“She’s a giant snake, what’s to be afraid of?”
Joshua frowned. “Don’t pretend to be simple, Biff. We were saved by a serpent and a girl, I don’t know what to think about that.”
“Why think about it at all? It just happened.”
“Nothing happens but by God’s will,” Joshua said. “It doesn’t fit with the testament of Moses.”
“Maybe it’s a new testament,” I said.
“You aren’t pretending, are you?” Joshua said. “You really are simple.”
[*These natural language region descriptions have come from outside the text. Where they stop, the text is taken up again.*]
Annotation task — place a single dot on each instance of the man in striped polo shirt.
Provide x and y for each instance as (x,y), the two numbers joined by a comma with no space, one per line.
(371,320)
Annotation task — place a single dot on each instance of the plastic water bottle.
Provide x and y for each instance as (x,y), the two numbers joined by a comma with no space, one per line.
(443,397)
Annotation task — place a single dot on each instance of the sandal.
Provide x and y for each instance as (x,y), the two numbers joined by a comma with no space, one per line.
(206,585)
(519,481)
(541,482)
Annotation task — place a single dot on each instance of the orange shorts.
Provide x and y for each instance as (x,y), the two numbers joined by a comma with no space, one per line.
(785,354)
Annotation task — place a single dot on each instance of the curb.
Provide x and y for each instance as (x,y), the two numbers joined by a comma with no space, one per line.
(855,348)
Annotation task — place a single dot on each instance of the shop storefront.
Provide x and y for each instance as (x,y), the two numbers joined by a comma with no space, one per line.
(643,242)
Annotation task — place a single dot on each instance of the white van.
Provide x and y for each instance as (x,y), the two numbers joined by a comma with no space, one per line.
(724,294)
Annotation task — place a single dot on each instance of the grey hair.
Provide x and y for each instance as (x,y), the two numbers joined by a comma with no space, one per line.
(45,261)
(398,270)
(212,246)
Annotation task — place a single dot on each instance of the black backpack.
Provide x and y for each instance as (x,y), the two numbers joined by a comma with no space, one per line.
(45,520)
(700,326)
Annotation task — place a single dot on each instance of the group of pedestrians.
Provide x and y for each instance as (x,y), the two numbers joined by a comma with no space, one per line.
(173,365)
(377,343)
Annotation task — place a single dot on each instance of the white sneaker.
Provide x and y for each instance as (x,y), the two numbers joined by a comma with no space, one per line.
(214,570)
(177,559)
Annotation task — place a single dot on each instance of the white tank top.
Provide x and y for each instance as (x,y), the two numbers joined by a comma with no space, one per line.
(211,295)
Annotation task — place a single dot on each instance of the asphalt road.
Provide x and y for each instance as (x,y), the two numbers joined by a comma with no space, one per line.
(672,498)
“I think she likes you better than she likes me,” I said.
“The snake?”
“Right, I’m the simple one.”
I don’t know if now, having lived and died the life of a man, I can write about little-boy love, but remembering it now, it seems the cleanest pain I’ve known. Love without desire, or conditions, or limits—a pure and radiant glow in the heart that could make me giddy and sad and glorious all at once. Where does it go? Why, in all their experiments, did the Magi never try to capture that purity in a bottle? Perhaps they couldn’t. Perhaps it is lost to us when we become sexual creatures, and no magic can bring it back. Perhaps I only remember it because I spent so long trying to understand the love that Joshua felt for everyone.
In the East they taught us that all suffering comes from desire, and that rough beast would stalk me through my life, but on that afternoon, and for a time after, I touched grace. At night I would lie awake, listening to my brothers’ breathing against the silence of the house, and in my mind’s eye I could see her eyes like blue fire in the dark. Exquisite torture. I wonder now if Joshua didn’t make her whole life like that. Maggie, she was the strongest of us all.
After the miracle of the serpent, Joshua and I made up excuses to pass by the smith’s shop where we might run into Maggie. Every morning we would rise early and go to Joseph, volunteering to run to the smith for some nails or the repair of a tool. Poor Joseph took this as enthusiasm for carpentry.